Please ask us for details of how we can add a Chania stay to your holiday booking and click here to view room types
The beautiful Venetian building has 8 stunning rooms, combining sophistication and traditional touches. Rooms vary from doubles with sea view to superior rooms with terrace of balcony. The atmospheric cafe and wine bar offer views of the old port and is used for guests to take their breakfast.
Chania (pronounced hania) is the principal town of Western Crete. A Venetian port whose attractive and lively harbour provides the perfect setting for an evening stroll before dinner at one of the many waterfront tavernas.
Despite being bombed during World War II, Chania’s Old Town has survived mostly intact and is the most beautiful urban district on Crete. The Venetian harbour is especially beautiful. The borders of the Old Town are marked by a crumbling Venetian city wall and bulwarks.
The central part of the old town is named Kasteli which has been inhabited since Neolithic times.Behind the harbour a maze of narrow back streets links with a mixture of old Venetian and Turkish houses, often stunningly decorated with hanging flowers. Five minutes’ walk away is Chania’s covered market, well-known for the wide variety of fresh produce on offer. Nearby, local handicraft shops provide a good place to find handmade leather goods, rugs and lace.
Click here for a Chania city centre map.
The old harbour offers a picturesque setting and a wide selection of restaurants, which offer a variety of Greek and ‘international’ dishes. In general head towards the east end of the harbour front for the best tavernas, or into the small alleyways behind the west end section. Here, tucked away in the narrow backstreets with outdoor courtyard dining, you will find taverns such as Semiramis on Skoufon Street., Ela on Kondilaki Street. (Both these streets run parallel, and to the west of, Halidon Street). Tamam on Zampeliou Street, a popular small taverna set in an old Turkish bath, is also located in this area.

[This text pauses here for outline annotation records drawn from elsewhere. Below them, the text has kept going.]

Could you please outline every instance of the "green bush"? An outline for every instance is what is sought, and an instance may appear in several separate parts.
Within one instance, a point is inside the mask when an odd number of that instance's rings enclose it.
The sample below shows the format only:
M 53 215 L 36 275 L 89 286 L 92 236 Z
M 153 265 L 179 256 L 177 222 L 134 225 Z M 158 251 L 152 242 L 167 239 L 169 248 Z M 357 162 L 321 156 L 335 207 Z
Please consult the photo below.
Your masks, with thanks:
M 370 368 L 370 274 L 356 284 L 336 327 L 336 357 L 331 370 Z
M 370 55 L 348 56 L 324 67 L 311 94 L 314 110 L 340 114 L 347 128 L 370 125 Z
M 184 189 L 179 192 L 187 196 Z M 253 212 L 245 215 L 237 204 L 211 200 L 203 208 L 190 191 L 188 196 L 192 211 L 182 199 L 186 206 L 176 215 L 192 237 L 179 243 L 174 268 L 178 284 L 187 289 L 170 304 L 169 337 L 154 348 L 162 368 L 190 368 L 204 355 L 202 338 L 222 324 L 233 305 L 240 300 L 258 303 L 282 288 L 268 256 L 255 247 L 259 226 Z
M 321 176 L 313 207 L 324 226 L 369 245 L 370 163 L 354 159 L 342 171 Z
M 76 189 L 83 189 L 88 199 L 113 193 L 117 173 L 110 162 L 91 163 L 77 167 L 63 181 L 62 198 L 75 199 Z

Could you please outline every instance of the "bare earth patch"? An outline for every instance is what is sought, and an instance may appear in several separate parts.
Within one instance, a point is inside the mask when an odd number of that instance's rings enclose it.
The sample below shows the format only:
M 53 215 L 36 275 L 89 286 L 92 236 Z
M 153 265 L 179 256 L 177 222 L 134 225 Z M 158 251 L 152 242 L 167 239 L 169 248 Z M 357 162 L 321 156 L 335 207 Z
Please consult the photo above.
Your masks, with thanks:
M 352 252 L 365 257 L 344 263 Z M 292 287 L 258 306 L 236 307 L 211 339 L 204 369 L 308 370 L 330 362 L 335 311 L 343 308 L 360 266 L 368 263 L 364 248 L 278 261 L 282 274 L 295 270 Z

On the main harbour front, a little to the east beyond the mosque is the Monastiri taverna with a great harbour view. Continue east to Katehaki square and you’ll find Karnagio taverna and also the fine Italian restaurant Kariatis. For fresh fish go to the far eastern end of the harbour: Apostolis and Dinos, amongst others. In general the waterfront restaurants and tavernas with their beckoning attendants are fine if you want a coffee and a pretty view but they have the least interesting ‘international style’ menus. If you wish to find something more interesting the tavernas in the streets behind the old mosque building are a better bet.